Sunday, July 31, 2005

Working on my presentations

Wikimania is only a few days off. There will be many exiting speakers. And I hope to be one. Not that I will not speak. I am getting nervous. I did my homework, I did write my presentation and there are so many things I would like to include but can't.

I can't because things have to develop some more. Because Ultimate Wiktionary is still some way off. Because people are still thinking old Wiktionary and I would only confuse most people even more.

Really, when we get UW life and functional it will be great. The filenames that I used have names like Spelling, Word and Meaning. The problem is that people think of them as a spelling a word or a meaning. Somtimes I think I should have named them Kwik, Kwek and Kwak. (you may also know them as Huey, Dewey, and Louie. It would make it more abstract but if it would help ??

Wednesday, July 27, 2005

Translating proverbs

When you put proverbs in a dictionary, you add all the usual things. You describe the meaning, you add an etymology and you translate the proverb. However how do you translate proverbs, do you translate them literally or do you want to give a proverb with a same meaning.

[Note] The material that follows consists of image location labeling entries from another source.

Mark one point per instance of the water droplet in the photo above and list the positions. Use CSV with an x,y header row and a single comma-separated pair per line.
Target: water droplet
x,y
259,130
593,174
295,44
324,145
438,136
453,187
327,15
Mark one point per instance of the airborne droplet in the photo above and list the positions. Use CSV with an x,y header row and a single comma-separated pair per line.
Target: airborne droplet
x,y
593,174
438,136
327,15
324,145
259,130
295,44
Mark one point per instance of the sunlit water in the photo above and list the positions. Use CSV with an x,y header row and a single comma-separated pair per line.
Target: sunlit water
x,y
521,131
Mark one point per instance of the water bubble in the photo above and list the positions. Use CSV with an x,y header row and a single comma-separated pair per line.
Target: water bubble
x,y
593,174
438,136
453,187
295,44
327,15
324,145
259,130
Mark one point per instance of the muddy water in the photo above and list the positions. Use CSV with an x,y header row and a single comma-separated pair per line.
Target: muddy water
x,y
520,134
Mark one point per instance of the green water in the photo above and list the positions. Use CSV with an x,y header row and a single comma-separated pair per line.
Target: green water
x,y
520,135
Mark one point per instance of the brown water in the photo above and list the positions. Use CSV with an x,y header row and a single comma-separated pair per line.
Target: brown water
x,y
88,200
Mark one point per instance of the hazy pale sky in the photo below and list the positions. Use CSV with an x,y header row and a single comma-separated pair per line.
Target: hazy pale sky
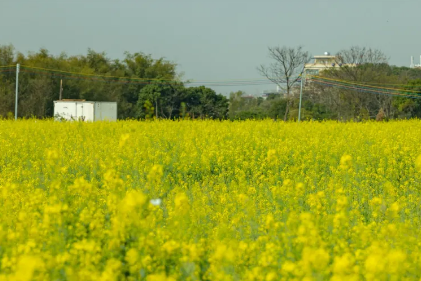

The proverb "de beste stuurlui staan aan wal" has a similar meaning as the English "backseat drivers". The Dutch version is nautical and the second one obviously not. So it is hardly a literal translation but it is a functional translation. In general terms the meaning can be described and as such it would function however, I can apreciate that there will be a certain drift when proverbs from many languages are put forward.

The problem for me is to consider how to deal with this in the Ultimate Wiktionary.. Well, at this moment we do not have it yet so it is not a problem .. :)

Thanks,
GerardM

Saturday, July 23, 2005

Wikimania

In a few days wikimania the first world conference of the Wikimedia Foundation will open in Frankfurt. It will be a great time for the people that are able to come. There will be some things that will be broadcasted over the Internet.. The agenda is absolutely smashing. I will be speaking as well and I will speak in "die grosse Saal". It will be the final presentation in a series of four;

*Wikidata will be about the technology that will be behind Ultimate Wiktionary and many other projects.
*Wikisign will be about creating a lexicological resource for the deaf.
*Logos will bring us what their experience is hosting lexicological content
*Ultimate Wiktionary will be about what we hope achieve in the next generation of Wiktionary

As I have been talking so much about what I hope to achieve, I may not bring you anything new. However, there is so much to it..

Thanks,
GerardM

Friday, July 22, 2005

Feedback

I am starting to get feedback on my ERD. As was to be expected, what is clear to me is not necessarily clear to others. The great thing are the suggestions that come with the feedback, things like call it "Script" in stead of "Characterset" and there is an ISO code for it. Another improvement was to include a field to say that a specific relation (eg idiom or proverb) are language dependent.

Some of these things are so basic that you tend to forget to include it by making it explicit. All in all it proves important, publishing and publishing again does work.

Wednesday, July 20, 2005

Sound and sign

I am progressing with the datadesign for Ultimate Wiktionary. The current challenge I am facing is to deal with both oral languages and sign languages.

The easiest for sign languages was the realisation that a movie is the "Pronunciation" of a signed word. This made me change the fieldname from "Soundfile" to "Mediafile". More complicated is the fact that there are some four written signlanguages. These I would really want in the Ultimate Wiktionary. The question is, do they have like Chinese does their own UTF-8 characters. When they do, I do not have to do anything. It would just work as designed.

I have realised that languages like Arabic and Chinese are formal written languages. There are many people who have a spoken language that is grammatically and syntactically (does this word exist?) different from the formal words. So when I record pronunciations, how do I deal with those. How do I register those lanuages? How do I indicate that these languages use Chinese / Arabic for their written language..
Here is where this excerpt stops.